Building a secure, scalable cloud for real-time IoT devices

By Armagan Amcalar

Elevator Pitch

IoT is promising, but security and service quality are often overlooked. We have already seen several major IoT vendors hacked, automotive companies among them. This talk lays out the challenges and solutions of building a secure cloud for connected vehicles with Node.js, WebSockets and Docker.

Description

IoT is re-shaping the world of technology. However, security and service quality are often overlooked. We have already seen several major IoT vendors hacked, automotive companies among them. Armagan will talk about the challenges and solutions of building a secure and real-time service for connected vehicles with Node.js, WebSockets and Docker. This talk will be rooted in real-world examples and experience, based on his team’s efforts at German e-scooter company unu GmbH.

What are some of the best practices of building cloud software? How can you provide a highly-redundant, real-time backend for machine-to-machine communication?
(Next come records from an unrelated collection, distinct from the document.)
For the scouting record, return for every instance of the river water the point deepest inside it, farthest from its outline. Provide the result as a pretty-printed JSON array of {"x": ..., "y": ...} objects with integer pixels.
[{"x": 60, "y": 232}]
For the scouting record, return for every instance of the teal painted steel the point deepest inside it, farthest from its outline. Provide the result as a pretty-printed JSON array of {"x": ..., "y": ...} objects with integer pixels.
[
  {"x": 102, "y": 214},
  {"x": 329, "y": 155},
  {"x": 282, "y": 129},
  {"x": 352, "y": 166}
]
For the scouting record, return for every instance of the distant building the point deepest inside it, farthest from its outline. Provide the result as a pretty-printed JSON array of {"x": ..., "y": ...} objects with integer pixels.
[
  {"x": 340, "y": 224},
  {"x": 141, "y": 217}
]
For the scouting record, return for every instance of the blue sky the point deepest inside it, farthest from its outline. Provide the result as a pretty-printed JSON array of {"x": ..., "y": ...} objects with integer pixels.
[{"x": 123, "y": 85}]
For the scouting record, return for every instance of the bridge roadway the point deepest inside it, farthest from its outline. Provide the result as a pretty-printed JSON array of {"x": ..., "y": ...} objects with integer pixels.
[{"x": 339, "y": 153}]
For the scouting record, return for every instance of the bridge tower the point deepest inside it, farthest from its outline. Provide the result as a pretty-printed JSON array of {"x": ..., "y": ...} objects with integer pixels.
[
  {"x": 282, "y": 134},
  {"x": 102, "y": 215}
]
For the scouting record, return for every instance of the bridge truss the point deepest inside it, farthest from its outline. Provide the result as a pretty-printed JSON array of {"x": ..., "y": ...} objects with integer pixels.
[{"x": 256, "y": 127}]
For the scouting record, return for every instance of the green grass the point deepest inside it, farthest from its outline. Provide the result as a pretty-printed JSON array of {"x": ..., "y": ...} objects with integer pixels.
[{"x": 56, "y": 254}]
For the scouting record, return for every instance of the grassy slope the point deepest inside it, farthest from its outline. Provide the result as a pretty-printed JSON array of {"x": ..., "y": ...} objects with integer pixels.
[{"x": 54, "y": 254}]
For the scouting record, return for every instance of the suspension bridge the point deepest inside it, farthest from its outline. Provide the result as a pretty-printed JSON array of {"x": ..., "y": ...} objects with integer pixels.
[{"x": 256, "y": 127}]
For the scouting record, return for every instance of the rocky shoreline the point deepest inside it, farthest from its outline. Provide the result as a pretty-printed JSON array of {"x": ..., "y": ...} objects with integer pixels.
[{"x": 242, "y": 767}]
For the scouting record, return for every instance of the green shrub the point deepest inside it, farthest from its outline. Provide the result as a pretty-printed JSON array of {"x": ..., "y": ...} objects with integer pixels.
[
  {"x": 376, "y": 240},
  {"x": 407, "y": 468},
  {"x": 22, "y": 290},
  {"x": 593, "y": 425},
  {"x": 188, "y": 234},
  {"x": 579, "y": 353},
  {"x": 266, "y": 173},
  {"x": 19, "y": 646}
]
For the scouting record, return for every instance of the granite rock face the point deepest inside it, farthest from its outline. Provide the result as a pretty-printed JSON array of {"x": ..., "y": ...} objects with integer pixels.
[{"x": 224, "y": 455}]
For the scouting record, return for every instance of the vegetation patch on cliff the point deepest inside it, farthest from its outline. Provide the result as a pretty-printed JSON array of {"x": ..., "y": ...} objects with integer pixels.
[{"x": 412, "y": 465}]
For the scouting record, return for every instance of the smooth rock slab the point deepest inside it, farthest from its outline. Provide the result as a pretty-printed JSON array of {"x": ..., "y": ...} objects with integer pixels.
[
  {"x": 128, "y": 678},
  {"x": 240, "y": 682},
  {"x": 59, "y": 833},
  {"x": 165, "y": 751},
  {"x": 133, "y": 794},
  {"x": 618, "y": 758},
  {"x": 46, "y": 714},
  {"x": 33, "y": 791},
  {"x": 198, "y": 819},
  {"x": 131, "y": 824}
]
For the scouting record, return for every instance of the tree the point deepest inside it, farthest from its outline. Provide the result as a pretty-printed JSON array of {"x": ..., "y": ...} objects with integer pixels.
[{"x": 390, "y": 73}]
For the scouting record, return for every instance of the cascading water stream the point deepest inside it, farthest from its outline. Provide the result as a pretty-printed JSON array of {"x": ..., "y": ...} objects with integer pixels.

How can you scale your service for unpredictable demand? How can you compensate for impaired networks? How can you expand on your cloud with microservices, with zero-configuration and zero-downtime? This talk will try to answer several of these questions.

The talk will start with the big picture; main components of such systems, and key challenges in each. Then Armagan will talk about scaling solutions and alternatives on the market, and how they affect real-time communication.

Details of specific technology choices like Docker and HAProxy, Node.js and microservices architectures, security best practices and how they combine to make a cloud infrastructure will follow.

Notes

I have been developing distributed applications way before it was called microservices. I am the author of a library backed by state-funded research efforts called cote and I have been talking about this subject for over 3 years in several countries.

I can also present this talk as a tutorial/workshop. If this should be a tutorial (or a workshop), a wifi network that doesn’t block IP multicast or IP broadcast would unlock more interesting applications within the session.